By Joel Magalnick, Editor, JTNews
Josh Furman hadn’t planned to be Seattle’s go-to guy for events for young Jewish adults, but sometimes life takes you on strange trips. Just ask the guy whose events as director of Jconnect, the program for 21—32-year-olds at Hillel at the University of Washington, have included a circus Purim and a Sodom and Gemorrah party.
“It’s a career that I love and it’s one of those jobs where I’m excited to wake up and do the work that I need to do,” Josh says.
But this natural-born planner didn’t start at the top. He began by making coffee at Hillel’s in-house café while still attending the UW.
“I was a business major as an undergrad, and I think I always was the type that leaned toward nonprofits,” Josh says.
He participated in one of the organization’s alternative spring breaks, which provide a week of social justice and volunteer opportunities in developing countries. Now he leads them.
“It’s really because of Rabbi Will’s mentorship,” says Josh of Will Berkovitz, Hillel’s former Greenstein Family Executive Director, who first saw Josh’s talents and hired him to work for the students’ organization. “He let my skills as an event planner really come out.”
Berkovitz, however, gives credit to Josh: “All I did was trust in him, and ask him questions, and stay out of the way,” Berkovitz says. “He’s got a gift, and frankly it’s up to our community to keep him engaged in the Jewish community in a leadership role and provide him the opportunities to be a leader.”
Though Berkovitz left Hillel a year ago, in some ways Josh is the bridge between its previous director and its new one, Rabbi Oren Hayon, who took over the position at the beginning of the month.
“His presence here and obviously the presence of the Jconnect program were major enticements to me,” Hayon says. “This is exactly the kind of programming that I think is the future of the Jewish community and is very close to my own personal, professional vision of my rabbinate.”

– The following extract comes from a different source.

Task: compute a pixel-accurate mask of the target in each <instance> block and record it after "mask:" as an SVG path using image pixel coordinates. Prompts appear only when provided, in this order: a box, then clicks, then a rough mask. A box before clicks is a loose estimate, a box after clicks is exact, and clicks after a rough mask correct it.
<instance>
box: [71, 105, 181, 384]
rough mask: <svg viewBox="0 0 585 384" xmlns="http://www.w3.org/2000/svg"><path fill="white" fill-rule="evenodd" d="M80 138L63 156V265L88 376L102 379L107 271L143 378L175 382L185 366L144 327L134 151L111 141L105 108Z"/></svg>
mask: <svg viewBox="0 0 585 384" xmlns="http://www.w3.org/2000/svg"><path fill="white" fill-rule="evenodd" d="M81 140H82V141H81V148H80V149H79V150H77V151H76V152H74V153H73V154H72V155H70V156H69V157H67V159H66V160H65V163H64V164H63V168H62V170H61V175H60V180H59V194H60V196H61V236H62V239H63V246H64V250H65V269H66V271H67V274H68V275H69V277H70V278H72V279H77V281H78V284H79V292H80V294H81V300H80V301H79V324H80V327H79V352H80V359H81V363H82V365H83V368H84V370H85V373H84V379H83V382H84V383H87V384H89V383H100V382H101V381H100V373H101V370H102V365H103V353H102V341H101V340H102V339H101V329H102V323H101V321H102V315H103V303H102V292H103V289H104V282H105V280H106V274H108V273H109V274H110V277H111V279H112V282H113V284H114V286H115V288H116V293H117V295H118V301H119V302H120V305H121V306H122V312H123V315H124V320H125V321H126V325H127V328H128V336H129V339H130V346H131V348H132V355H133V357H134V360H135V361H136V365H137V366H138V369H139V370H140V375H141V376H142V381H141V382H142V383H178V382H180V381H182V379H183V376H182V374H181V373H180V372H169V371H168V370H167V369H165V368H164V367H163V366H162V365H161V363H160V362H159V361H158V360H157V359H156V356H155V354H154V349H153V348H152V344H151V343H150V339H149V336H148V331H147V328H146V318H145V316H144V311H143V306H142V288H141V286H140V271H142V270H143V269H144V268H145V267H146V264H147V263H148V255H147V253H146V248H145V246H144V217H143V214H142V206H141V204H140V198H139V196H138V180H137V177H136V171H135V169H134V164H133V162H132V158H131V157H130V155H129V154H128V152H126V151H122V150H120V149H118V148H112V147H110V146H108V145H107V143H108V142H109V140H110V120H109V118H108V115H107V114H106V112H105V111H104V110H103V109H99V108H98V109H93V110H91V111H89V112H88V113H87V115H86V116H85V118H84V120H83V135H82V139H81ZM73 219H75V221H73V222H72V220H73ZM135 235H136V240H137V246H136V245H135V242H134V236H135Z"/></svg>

Galit Ezekiel, Hillel’s director of development, has watched Josh’s growth over the past several years.
“He’s outstanding at building relationships — just very engaging, friendly, welcoming,” she says. He “really makes people feel at home and welcomed, which is critical with young people.”
Josh gets plenty of pride from doing the big programs, usually focused around holidays, and says he always tries to provide educational opportunities within the fun activities. But for an organization that sponsors several events each week, sometimes it’s the small stuff that keeps people coming back.
“During my time here I’ve seen people meet and get engaged, I’ve seen people who’ve become Orthodox, I’ve seen people who’ve come and embrace their Judaism” in other ways, Josh says. “It’s a chance to connect and find something meaningful to them.”
Josh, 27, spent most of his early years in Portland, growing up in a family that was very progressive and very connected to that city’s Jewish community.
“My family always modeled Jewish not continuity but community — you always had family around you,” he says.
Part of that came from Josh’s grandparents, both of them Holocaust survivors, on his father’s side. They put an emphasis on community that
filtered through the family.
“There’s definitely a sense of what your community can do and how it can support each other,” he says.
He has taken those early lessons to heart in his career, even if he sometimes forgets to step back and look at his part in a program that has survived an ever-changing community with ever-changing needs for more than a decade. It’s with that in mind that even when he was asked for nominations for the 10 Under 40 honorees, he was surprised that people would recommend him.
“Sometimes you don’t expect it when you work in the Jewish world, just because you’re doing all these programs and you see so many people who are amazing and you don’t put yourself in that context,” he says.